His eyes narrowed at the neat rows of seated demons on the grass outside Puqi shrine. So they’d fooled Xie Lian into receiving them. How devious. “Gege, these trash demons were sent to assassinate you.” He positioned himself so he was between the demons and Xie Lian and let the murderous aura roll off him.
“Oh, I know!” Xie Lian said, wrapping a calming hand around Hua Cheng’s forearm. “And you won’t believe what they’re getting paid for it!”
He blinked at Xie Lian in utter disbelief. “What?”
“Nothing!” a demon seated in the front called out.
“Not a single thing!” a demon to the side chimed in.
“All this work and no food or pay to show for it!” another lamented.
“Except for this!” A demon lifted his shirt to show an ugly scar on his belly.
“He beats us!” another called out, showing a wound on her arm.
“And we never get any time off!” a gruff voice added to the list of complaints, getting into it.
“I have to share a room with 30 demons!” a shrill one complained. “30!”
Hua Cheng looked out at the rows of tattered, whining demons, many of them with tears in their eyes, every single one of them looking up pitifully at Xie Lian.
“I was just telling them they shouldn’t have to put up with treatment like that,” Xie Lian explained from his stool, face tranquil.
Hua Cheng looked from the demons to his saint of a love, then looked at them all again. And then he laughed. “Are you telling me, gege, that when you saw a demon army coming over the hill to kill you, you decided to sit them all down for a group therapy session?”
Xie Lian smiled and rubbed the back of his neck. “That’s right,” he said, tone embarrassed but earnest. “I couldn’t help but notice that their clothing was in rags and that many of them were hurt. That could’ve been from fighting, of course, but I had a feeling that something more sinister was going on. So I asked.”
Hua Cheng was so rattled that he spoke more truly than he meant to. “You never cease to amaze me.”
“Daozhang!” a demon in front called out. “Do you need an army? We’re a very good army, I can promise you that!”
“We pledge you our loyalty!” an overexcited one shouted, giving in to the moment.
“We do!”
“Just please don’t beat us!”
“Ah, shut up, you dummy!” one from the near back shouted to the other. “Can’t you see he would never beat us?”
“Daozhang, our services are very cheap!”
“Can I have my own room?”
Xie Lian held up his empty palms. “Hang on, hang on.” He smiled beatifically at them all. “I’m sure you’re a wonderful army, but, to be honest, I can’t afford to pay you. I don’t have anywhere for you to stay or anything for you to do.”
“We’ll build our own barracks in the woods!” a shrill demon proclaimed. “I’m not the chief carpenter for nothing!”
“We’ll just sit around until you need us, Daozhang!”
“Oh, thank my purple warts. I needed some time to sit around.”
“Thank you, Daozhang! We’ll serve you well!” the one in the very front proclaimed, then turned to the rest with a hand signal. As one, their neat rows rose, and they marched in an orderly fashion down the path.

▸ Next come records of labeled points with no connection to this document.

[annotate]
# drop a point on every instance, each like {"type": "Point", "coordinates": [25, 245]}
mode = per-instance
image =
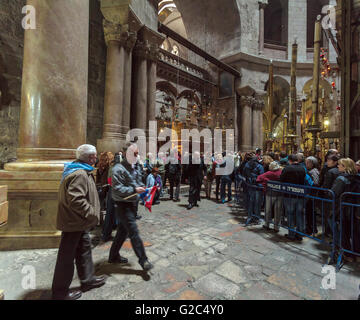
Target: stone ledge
{"type": "Point", "coordinates": [26, 241]}
{"type": "Point", "coordinates": [4, 209]}
{"type": "Point", "coordinates": [3, 194]}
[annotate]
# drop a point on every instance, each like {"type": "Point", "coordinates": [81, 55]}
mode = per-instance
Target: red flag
{"type": "Point", "coordinates": [151, 197]}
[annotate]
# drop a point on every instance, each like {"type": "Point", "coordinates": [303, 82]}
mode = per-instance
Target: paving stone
{"type": "Point", "coordinates": [298, 287]}
{"type": "Point", "coordinates": [192, 261]}
{"type": "Point", "coordinates": [214, 285]}
{"type": "Point", "coordinates": [162, 263]}
{"type": "Point", "coordinates": [231, 271]}
{"type": "Point", "coordinates": [220, 247]}
{"type": "Point", "coordinates": [196, 271]}
{"type": "Point", "coordinates": [204, 243]}
{"type": "Point", "coordinates": [264, 291]}
{"type": "Point", "coordinates": [189, 295]}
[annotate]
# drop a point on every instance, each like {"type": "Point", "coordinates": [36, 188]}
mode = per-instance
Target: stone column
{"type": "Point", "coordinates": [118, 41]}
{"type": "Point", "coordinates": [261, 106]}
{"type": "Point", "coordinates": [140, 85]}
{"type": "Point", "coordinates": [127, 84]}
{"type": "Point", "coordinates": [52, 121]}
{"type": "Point", "coordinates": [297, 21]}
{"type": "Point", "coordinates": [55, 79]}
{"type": "Point", "coordinates": [262, 6]}
{"type": "Point", "coordinates": [151, 83]}
{"type": "Point", "coordinates": [256, 130]}
{"type": "Point", "coordinates": [246, 124]}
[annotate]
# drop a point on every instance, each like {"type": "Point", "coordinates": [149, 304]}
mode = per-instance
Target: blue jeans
{"type": "Point", "coordinates": [127, 227]}
{"type": "Point", "coordinates": [294, 212]}
{"type": "Point", "coordinates": [110, 218]}
{"type": "Point", "coordinates": [254, 202]}
{"type": "Point", "coordinates": [225, 181]}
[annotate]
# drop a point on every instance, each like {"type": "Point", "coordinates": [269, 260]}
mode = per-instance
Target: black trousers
{"type": "Point", "coordinates": [127, 227]}
{"type": "Point", "coordinates": [175, 180]}
{"type": "Point", "coordinates": [73, 246]}
{"type": "Point", "coordinates": [218, 181]}
{"type": "Point", "coordinates": [194, 193]}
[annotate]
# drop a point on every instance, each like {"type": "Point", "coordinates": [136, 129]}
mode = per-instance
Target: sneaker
{"type": "Point", "coordinates": [146, 265]}
{"type": "Point", "coordinates": [94, 283]}
{"type": "Point", "coordinates": [119, 259]}
{"type": "Point", "coordinates": [73, 295]}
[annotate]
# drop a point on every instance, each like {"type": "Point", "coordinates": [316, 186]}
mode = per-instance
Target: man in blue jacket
{"type": "Point", "coordinates": [294, 173]}
{"type": "Point", "coordinates": [252, 170]}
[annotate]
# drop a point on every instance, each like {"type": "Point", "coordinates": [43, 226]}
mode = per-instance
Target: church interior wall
{"type": "Point", "coordinates": [11, 56]}
{"type": "Point", "coordinates": [97, 70]}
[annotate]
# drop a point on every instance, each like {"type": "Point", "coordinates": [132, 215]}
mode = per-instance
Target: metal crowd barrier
{"type": "Point", "coordinates": [350, 221]}
{"type": "Point", "coordinates": [312, 200]}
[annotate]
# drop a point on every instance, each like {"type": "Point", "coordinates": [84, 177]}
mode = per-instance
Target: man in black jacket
{"type": "Point", "coordinates": [294, 173]}
{"type": "Point", "coordinates": [174, 175]}
{"type": "Point", "coordinates": [325, 169]}
{"type": "Point", "coordinates": [331, 172]}
{"type": "Point", "coordinates": [195, 172]}
{"type": "Point", "coordinates": [126, 186]}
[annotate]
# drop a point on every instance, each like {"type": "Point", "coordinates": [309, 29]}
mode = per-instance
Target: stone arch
{"type": "Point", "coordinates": [281, 94]}
{"type": "Point", "coordinates": [190, 95]}
{"type": "Point", "coordinates": [276, 22]}
{"type": "Point", "coordinates": [167, 87]}
{"type": "Point", "coordinates": [202, 20]}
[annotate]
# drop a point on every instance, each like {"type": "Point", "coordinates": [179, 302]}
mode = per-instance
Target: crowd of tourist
{"type": "Point", "coordinates": [121, 181]}
{"type": "Point", "coordinates": [251, 172]}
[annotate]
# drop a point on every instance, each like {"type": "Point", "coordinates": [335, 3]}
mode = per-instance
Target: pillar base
{"type": "Point", "coordinates": [246, 148]}
{"type": "Point", "coordinates": [33, 205]}
{"type": "Point", "coordinates": [111, 145]}
{"type": "Point", "coordinates": [29, 240]}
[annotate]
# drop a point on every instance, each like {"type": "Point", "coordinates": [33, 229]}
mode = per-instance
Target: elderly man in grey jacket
{"type": "Point", "coordinates": [78, 212]}
{"type": "Point", "coordinates": [126, 186]}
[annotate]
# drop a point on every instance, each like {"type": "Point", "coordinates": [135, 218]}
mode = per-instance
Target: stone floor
{"type": "Point", "coordinates": [205, 253]}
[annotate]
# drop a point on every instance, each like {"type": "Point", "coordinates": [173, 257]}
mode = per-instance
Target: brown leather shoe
{"type": "Point", "coordinates": [95, 283]}
{"type": "Point", "coordinates": [73, 295]}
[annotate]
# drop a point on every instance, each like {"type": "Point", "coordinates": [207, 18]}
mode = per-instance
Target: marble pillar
{"type": "Point", "coordinates": [54, 84]}
{"type": "Point", "coordinates": [151, 84]}
{"type": "Point", "coordinates": [52, 122]}
{"type": "Point", "coordinates": [262, 6]}
{"type": "Point", "coordinates": [246, 124]}
{"type": "Point", "coordinates": [128, 60]}
{"type": "Point", "coordinates": [140, 86]}
{"type": "Point", "coordinates": [255, 126]}
{"type": "Point", "coordinates": [260, 109]}
{"type": "Point", "coordinates": [117, 86]}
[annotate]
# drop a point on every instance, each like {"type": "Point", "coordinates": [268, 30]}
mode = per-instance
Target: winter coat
{"type": "Point", "coordinates": [314, 174]}
{"type": "Point", "coordinates": [252, 170]}
{"type": "Point", "coordinates": [330, 177]}
{"type": "Point", "coordinates": [269, 176]}
{"type": "Point", "coordinates": [79, 205]}
{"type": "Point", "coordinates": [125, 180]}
{"type": "Point", "coordinates": [293, 174]}
{"type": "Point", "coordinates": [175, 168]}
{"type": "Point", "coordinates": [193, 170]}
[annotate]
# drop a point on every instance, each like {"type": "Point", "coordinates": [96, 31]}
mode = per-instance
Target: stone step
{"type": "Point", "coordinates": [4, 209]}
{"type": "Point", "coordinates": [3, 194]}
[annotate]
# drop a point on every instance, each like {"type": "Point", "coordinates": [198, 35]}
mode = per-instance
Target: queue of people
{"type": "Point", "coordinates": [120, 180]}
{"type": "Point", "coordinates": [339, 175]}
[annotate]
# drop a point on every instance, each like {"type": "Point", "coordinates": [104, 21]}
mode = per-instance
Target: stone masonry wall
{"type": "Point", "coordinates": [11, 56]}
{"type": "Point", "coordinates": [97, 70]}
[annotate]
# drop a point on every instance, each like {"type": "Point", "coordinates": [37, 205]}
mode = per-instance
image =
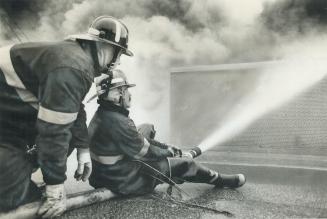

Xie Lian laughed nervously. “Uh...don’t eat anybody!” he shouted after them.
The few who dared to grumble got slapped upside the head by their compatriots. “Stop complaining!” the head demon shouted. “Our general just gave us an order!”
Hua Cheng watched them disappear over the hill, presumably off to build their barracks. He was utterly stunned. “Gege, I think you have an army.”
Xie Lian shrugged, looking quite embarrassed. “Oh, dear. And I really don’t need one. Ah, San Lang, did you want a demon army?”
He scoffed, his anger breaching the surface. “I’d be liable to slaughter them all for daring to even think of harming you.”
“Ah.” Xie Lian smiled warmly at him. Was he imagining things, or were his lovely cheeks a little pink? “I’ll hold onto them, then, since they seem content to sit in the woods and not cause trouble.”
“You never know,” Hua Cheng mused. “The time may come when you want an army.” He shook his head in amused bafflement. Only Xie Lian could gain an army just by smiling at them.